Since the start of June, 14 states and Puerto Rico have recorded their highest-ever seven-day average of new coronavirus cases since the pandemic began, according to data tracked by The Washington Post: Alaska, Arizona, Arkansas, California, Florida, Kentucky, New Mexico, North Carolina, Mississippi, Oregon, South Carolina, Tennessee, Texas and Utah.
If the pandemic’s first wave burned through dense metro hubs such as New York City, Chicago and Detroit, the highest percentages of new cases are coming from places with much smaller populations: Lincoln County, Ore., an area of less than 50,000, has averaged 20 new daily cases; the Bear River Health District in northern Utah has averaged 78 new cases a day in the past week, most of them tied to an outbreak at a meat processing plant in the small town of Hyrum.
The increase of coronavirus cases in counties with fewer than 60,000 people is part of the trend of new infections surging across the rural United States. Health experts worry those areas, already short of resources before the pandemic, will struggle to track new cases with the infrastructure that remains.

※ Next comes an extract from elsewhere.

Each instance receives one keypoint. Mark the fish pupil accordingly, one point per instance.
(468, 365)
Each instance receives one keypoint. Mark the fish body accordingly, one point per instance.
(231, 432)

The NYT’s coronavirus tracker tool offers a convenient illustration:
What’s more alarming: epidemiologists say any surge in cases tied to the protests likely has yet to emerge.
Yesterday, the number of confirmed COVID-19 cases surged past 7 million, after the death toll topped 400k over the weekend. Russia, Latin America and now India appear to be the newest hot spots, as cases have started to accelerate as Brazil and Mexico face a difficult reckoning.
Even the FT cheered on Tuesday as the UK reported its smallest excess-death total (a figure the paper has been using as a measure of the ‘total’ COVID-19 deaths) since the final week in March. Meanwhile, HMG has reportedly scrapped plans to return pupils to their classrooms before the beginning of the summer break.
The government is set to drop plans to fully reopen primary schools in England before the summer holiday, in a move welcomed by teachers’ unions that argued the return of all pupils would be unsafe. Education secretary Gavin Williamson is expected on Tuesday to announce that headteachers can choose whether or not to reopen to more year groups than currently outlined. Health Secretary Matt Hancock said during yesterday’s daily briefing that secondary schools in England likely wouldn’t reopen until September “at the earliest.”